07/21/98 Big Discoveries

*** Our barge leaves - Greenpeace leaves - Randy Peterson leaves - Big discoveries at the excavation ***

Everybody left today! High tide was at three or four A.M. and the tugs struggled to pull our barge off the beach. It was a beautiful day and work at the site was upbeat. Just before lunch, the Greenpeace people came along with a guy doing video for the Discovery channel, and a guy from Alaska public radio. They photographed, interrogated, filmed and interviewed just about everybody. For lunch Calvin Moto made us caribou soup that was really good! The Greenpeace ship and Randy Peterson both left this afternoon, we will really miss Randy.

After lunch, Kristen Wenzel and Bob Iyatunguk started to excavate in the mysterious sod covered pit that Aaron and I had uncovered earlier. They instantly hit paydirt! All afternoon they constantly produced high quality ivory objects and projectile points. The rest of us excavated a ridge that was left in the center of one of the houses.
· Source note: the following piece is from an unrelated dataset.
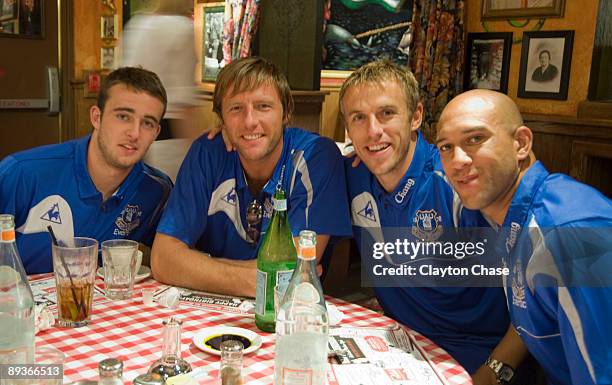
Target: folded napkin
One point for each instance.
(43, 318)
(335, 315)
My end had very few artifacts, so Stephanie Barr and I quickly knocked our part down. At the other end of the ridge, Aaron Stupple and Alvin Iyatunguk uncovered a strange pavement of flagstones. This type of stone is not found near the village and the last time they saw a structure like this it covered the graves and spectacular grave offerings that drew archeologists here last year. The whole village is buzzing about this. We left the stones in place overnight and we will start to remove them in the morning. Our best guess is that a lot of people will be at the site watching tomorrow.


Today was the most exciting day of excavating so far, at least for me anyway. The spread of stones that Alvin and I uncovered look much like those of last year. I can't wait to see what's under those stones. Opportunities like these come once in a lifetime for many archeologists, and here we are digging this stuff up every other day.

The village residents come into the lab usually around ten o'clock each night. It's amazing because back home people would be long gone at ten o'clock; here things seem to just get under way. These long summer days are unbeatable.

Tim excavating with the crew.

Tim near a pile of some of the animal bones from our excavation.